Our experiences in life shape us and push our limits of what we think is possible. None of us were ready for the havoc we have experienced. The “other side” of this disruptive period has been extraordinary, innovative ideas, initiatives, and inventions that have come to help us all adapt to our new environment. Ingenuity and creativity are helping us find some “normal”.
In business, the “Red Ocean strategy” is used when new businesses enter already saturated markets. They provide many of the same products and services that already exist, with some differences. To survive, the trade-offs are usually value–cost. Higher value or lower costs. Although this can differentiate one business from another, they are still one of many offering the same types of products or services. It is very hard to compete and survive profitably.
You do not need to look far to see these businesses. For example, fast-food chains are competing in saturated markets globally. While offering lower prices or better value is always welcome; any business competing in a space where you were one of many without differentiation Is problematic and may not be financially viable over the long term.
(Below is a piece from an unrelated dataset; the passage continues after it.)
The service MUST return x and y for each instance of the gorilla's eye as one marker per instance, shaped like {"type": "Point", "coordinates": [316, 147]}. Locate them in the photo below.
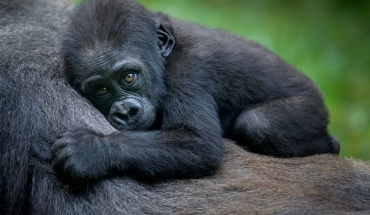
{"type": "Point", "coordinates": [102, 91]}
{"type": "Point", "coordinates": [129, 77]}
Necessity is the mother of invention. Our “new normal” has incentivized businesses to become creative, bring new ideas or take what exists, shift, and turn it into new opportunities and possibilities. Two examples of successful companies that have used a “Blue Ocean strategy” are IKEA and Virgin Group. Virgin has replicated its value innovation principles in other industries such as space, music, entertainment, and insurance. They have both created niches in “uncontested space” which makes competition irrelevant. Both companies are creating and capturing new demand and aligning themselves with products and services with differentiation and cost value.
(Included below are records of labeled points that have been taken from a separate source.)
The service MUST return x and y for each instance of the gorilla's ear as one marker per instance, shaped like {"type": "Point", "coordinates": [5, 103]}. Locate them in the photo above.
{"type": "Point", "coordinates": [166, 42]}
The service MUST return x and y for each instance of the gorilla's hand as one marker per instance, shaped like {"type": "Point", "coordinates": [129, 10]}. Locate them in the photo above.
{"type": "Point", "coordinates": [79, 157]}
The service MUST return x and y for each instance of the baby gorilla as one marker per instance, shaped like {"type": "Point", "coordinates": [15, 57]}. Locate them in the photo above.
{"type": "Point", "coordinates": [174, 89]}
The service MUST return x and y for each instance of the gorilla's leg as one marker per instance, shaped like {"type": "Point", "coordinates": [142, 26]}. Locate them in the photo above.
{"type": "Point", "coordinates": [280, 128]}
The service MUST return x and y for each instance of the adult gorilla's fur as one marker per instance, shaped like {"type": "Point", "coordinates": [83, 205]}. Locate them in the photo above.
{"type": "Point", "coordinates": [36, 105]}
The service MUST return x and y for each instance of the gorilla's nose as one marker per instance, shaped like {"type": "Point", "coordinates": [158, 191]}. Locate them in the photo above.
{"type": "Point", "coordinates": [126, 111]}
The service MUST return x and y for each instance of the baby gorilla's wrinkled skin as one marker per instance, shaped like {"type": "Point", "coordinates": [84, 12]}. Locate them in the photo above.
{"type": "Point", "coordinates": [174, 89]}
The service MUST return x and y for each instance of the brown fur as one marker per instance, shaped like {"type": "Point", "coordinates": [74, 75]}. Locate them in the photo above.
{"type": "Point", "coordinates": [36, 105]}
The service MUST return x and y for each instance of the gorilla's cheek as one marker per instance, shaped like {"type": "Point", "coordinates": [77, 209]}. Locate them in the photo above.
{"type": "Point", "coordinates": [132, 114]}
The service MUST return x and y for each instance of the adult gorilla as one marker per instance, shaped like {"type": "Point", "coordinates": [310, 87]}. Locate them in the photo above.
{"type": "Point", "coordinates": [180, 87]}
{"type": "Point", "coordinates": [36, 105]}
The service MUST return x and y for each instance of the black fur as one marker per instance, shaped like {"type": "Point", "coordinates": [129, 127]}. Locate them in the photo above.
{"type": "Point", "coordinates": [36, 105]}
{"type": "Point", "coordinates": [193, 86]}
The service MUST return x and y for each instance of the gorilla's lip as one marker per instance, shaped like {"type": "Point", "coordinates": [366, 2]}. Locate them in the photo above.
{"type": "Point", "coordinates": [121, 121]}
New ideas and businesses are being developed every day. Although it may seem “impossible” for you to reinvent your own business, a better question is what if you do not try? Restaurants survived by having curbside take-out or delivery. Manufacturers have now switched to producing needed products related to safer workplaces. Many service-type businesses that were storefront now sell on platforms such as Shopify.
As we all compete to grow our businesses and bring in more clients, the idea of change can be daunting. Ask yourself what you can do to provide value and differentiation in a saturated marketplace to create your own successful “uncontested space”.